When your kids get cranky about 3:45 in the afternoon, you give them a snack. Worked for us.

When you want your garden to grow faster and produce bigger harvests, you give it generous doses of plant food. Right?

Not at all.

When I was in high school, before I learned about organic gardening, we used to buy all kinds of chemical fertilizers—not to mention the pesticides and weed killers—that seemed to solve all our gardening problems.

I was always impressed with how quickly those fertilizers “did their” job and how prolifically things grew.

Little did I know: I was poisoning my soil as well as the food I was growing.

There are many reasons not to use chemical fertilizers in your garden or on your lawn. And I’ll get to that in just a minute.

Once I started gardening organically, it didn’t take me long to realize that the most important thing you can do for your garden is quit trying to make the plants grow and focus on building a healthy soil.

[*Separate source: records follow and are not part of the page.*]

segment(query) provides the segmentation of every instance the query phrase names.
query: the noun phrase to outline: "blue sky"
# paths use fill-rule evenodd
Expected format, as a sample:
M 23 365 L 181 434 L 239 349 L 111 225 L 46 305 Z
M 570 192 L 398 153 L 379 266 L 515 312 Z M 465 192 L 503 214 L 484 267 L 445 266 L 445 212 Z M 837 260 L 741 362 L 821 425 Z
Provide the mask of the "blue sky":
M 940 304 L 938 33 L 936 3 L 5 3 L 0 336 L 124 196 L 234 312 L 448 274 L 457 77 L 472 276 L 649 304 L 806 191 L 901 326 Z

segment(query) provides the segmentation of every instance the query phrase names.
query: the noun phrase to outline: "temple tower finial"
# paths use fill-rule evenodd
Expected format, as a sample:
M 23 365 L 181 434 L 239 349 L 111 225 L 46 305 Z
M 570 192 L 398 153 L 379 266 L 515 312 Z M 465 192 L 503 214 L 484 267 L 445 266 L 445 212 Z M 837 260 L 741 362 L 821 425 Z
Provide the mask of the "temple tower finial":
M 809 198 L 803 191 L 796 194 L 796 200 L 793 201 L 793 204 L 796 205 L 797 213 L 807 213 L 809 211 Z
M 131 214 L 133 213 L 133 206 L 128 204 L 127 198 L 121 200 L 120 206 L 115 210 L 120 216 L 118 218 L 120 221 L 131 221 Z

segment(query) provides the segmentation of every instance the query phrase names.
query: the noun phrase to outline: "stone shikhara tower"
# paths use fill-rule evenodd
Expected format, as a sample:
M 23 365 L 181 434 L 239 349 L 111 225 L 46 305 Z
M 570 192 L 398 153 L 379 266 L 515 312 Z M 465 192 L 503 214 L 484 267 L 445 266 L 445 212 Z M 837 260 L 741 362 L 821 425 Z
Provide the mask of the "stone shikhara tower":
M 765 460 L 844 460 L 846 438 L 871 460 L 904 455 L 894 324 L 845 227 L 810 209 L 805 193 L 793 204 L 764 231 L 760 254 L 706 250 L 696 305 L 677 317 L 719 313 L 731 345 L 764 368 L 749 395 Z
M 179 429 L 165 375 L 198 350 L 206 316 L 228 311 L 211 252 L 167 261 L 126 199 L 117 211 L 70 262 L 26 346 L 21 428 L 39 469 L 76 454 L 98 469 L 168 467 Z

A healthy soil will produce healthy plants.  Funny, how that works.  Actually, it’s science.

OG 365 Timeless Gardening Tip #11: Feed the soil, not the plants.

What on earth does that mean? The last time you went to the nursery, I would bet my compost pile you did not find a bag of “soil food.”

Your soil is “alive”

Okay, not literally. But there is an immense network of microbial life within the soil. You can see the earthworms and a few other bugs and such.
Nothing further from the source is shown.